« Comme je l’avais dit au peuple iranien il y a presque un an et demi : les Etats-Unis sont avec vous », avait écrit samedi le secrétaire d’Etat américain Mike Pompeo sur Twitter.

Ces propos sont « l’expression du soutien du secrétaire d’Etat américain à un groupe d’émeutiers », écrit le ministère des Affaires étrangères iranien dans un communiqué publié dans la nuit de dimanche à lundi.

Le ministère « condamne ces remarques […] interventionnistes », ajoute le texte, jugeant que « le noble peuple iranien sait bien que les remarques hypocrites de ce genre ne traduisent aucune marque honnête de sympathie ».

Deux personnes au moins (un civil et un policier) ont été tuées depuis vendredi soir en Iran lors de violentes manifestations ayant éclaté dans de nombreuses villes du pays quelques heures après l’annonce d’une forte hausse du prix de l’essence.

Selon le plan annoncé par le gouvernement, le prix de l’essence, très subventionnée, doit augmenter de 50% et passer de 10.000 à 15.000 rials (11 centimes d’euros) pour les 60 premiers litres achetés chaque mois.

Au-delà de cette quantité, le prix du litre doit tripler, à 30.000 rials. Les autorités assurent que les recettes dégagées doivent bénéficier aux 60 millions d’Iraniens les moins favorisés (sur une population totale de 83 millions d’habitants).
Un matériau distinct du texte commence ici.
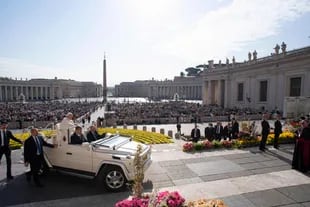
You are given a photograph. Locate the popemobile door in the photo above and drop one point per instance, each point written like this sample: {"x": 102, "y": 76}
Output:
{"x": 79, "y": 157}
Dimanche, la Maison Blanche a dit soutenir « les Iraniens dans leurs manifestations pacifiques contre le régime qui est censé les diriger ». « Nous condamnons l’usage de la force et les restrictions de communications contre les manifestants », a indiqué Stephanie Grisham, porte-parole de l’exécutif américain, dans un communiqué dénonçant, selon elle, les dérives d’un pouvoir qui a « abandonné son peuple ».

Depuis le début de la contestation, plusieurs dizaines de personnes ont été arrêtées, selon des informations de la presse iranienne.